The California Consumer Privacy Act (CCPA) is set to take effect in less than a month. While you are taking action to become compliant with the law, the buck doesn’t stop there. As the fine print on CCPA is still being ironed out, and other states are gradually following suit with their own CCPA lookalikes, it’s important that companies not only take the steps to become compliant, but make sure they’re performing the critical steps to remain compliant with CCPA, GDPR, and all regulations applicable to your company.
As your website and app are the first—and sometimes only—visibility customers have into your company, they are your most important asset. And since CCPA compliance will vary for each company based on a number of factors, here are a few critical steps you can take to ensure your company continues to remain compliant:
1. Have a Privacy Law Expert On Hand (Or Become the Expert)
As compliance laws continue to emerge and evolve, you need to know how those regulations are implemented in the various countries and states where you conduct business. Even with a data privacy expert on hand, as a mediator between the business and those implementing the tools to compliance (the developers), it will be beneficial for you to have someone on staff focused on the latest updates and changes to compliance laws.
Additionally, understand if your company has advertising partners, which partners you’re integrated with and how, whether you share data with them and the platforms you use to exchange information, and their function within your site or app. These may play a role in maintaining compliance, depending on the law and region.
2. Befriend Your Web and App Developers
As LiveRamp’s former privacy counsel Lubna Shirazi points out, compliance can’t be done in a vacuum. Work closely with your web and app developers on this compliance journey. Involving them in the process early will ensure you both are on the same page.

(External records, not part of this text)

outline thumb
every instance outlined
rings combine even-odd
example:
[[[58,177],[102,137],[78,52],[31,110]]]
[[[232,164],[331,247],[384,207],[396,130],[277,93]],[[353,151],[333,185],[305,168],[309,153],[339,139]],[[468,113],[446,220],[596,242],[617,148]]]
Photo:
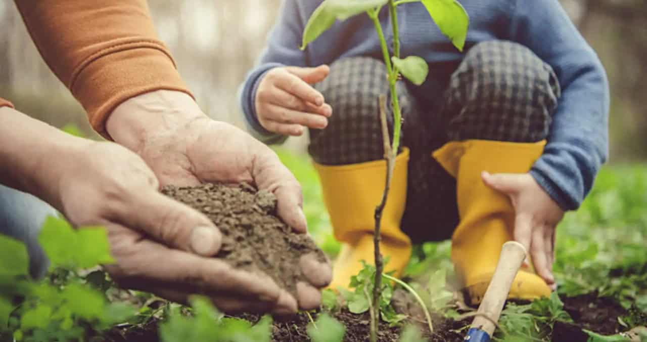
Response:
[[[138,194],[126,207],[120,215],[124,225],[171,248],[203,256],[220,250],[222,234],[208,218],[157,191]]]
[[[286,70],[306,83],[314,84],[323,81],[330,73],[328,65],[319,65],[317,67],[287,67]]]
[[[481,174],[486,185],[505,194],[514,194],[523,187],[523,179],[521,176],[515,174],[490,174],[487,171]]]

Introduce your web developer to the technical process when changing how data is aggregated and stored, especially if a new compliance platform needs to be implemented. Invite them to participate when vetting new tools like a consent management platform (CMP), as they’ll be working most closely with the technology. They’ll want to understand how it fits with the rest of your technology stack. Have frequent check-ins—even after the compliance tool is set up—to ensure any necessary adjustments can be made in a timely manner.
3. Ensure Your Compliance Tools Are Up-to-Date
Once you’ve chosen your CMP and worked with your developers to implement it, you’ve taken the first step towards compliance. To ensure you’re adhering to your compliance plan, consider the roles and responsibilities for maintenance and updates, including who will ensure that any changes rolled out on your site or app are also reflected in the CMP. Know who will be the point person for bringing new rules and regulations to your compliance task force, etc. Also, be sure to run periodic checks to ensure all third-party resources associated with your site or app are compliant.
Compliance is an ongoing process, not a one-click activity. No solution for compliance can replace the understanding and clarity you’ll receive when you have an internal team invested in staying up-to-date with regulations. Data privacy compliance is an ongoing journey not a destination.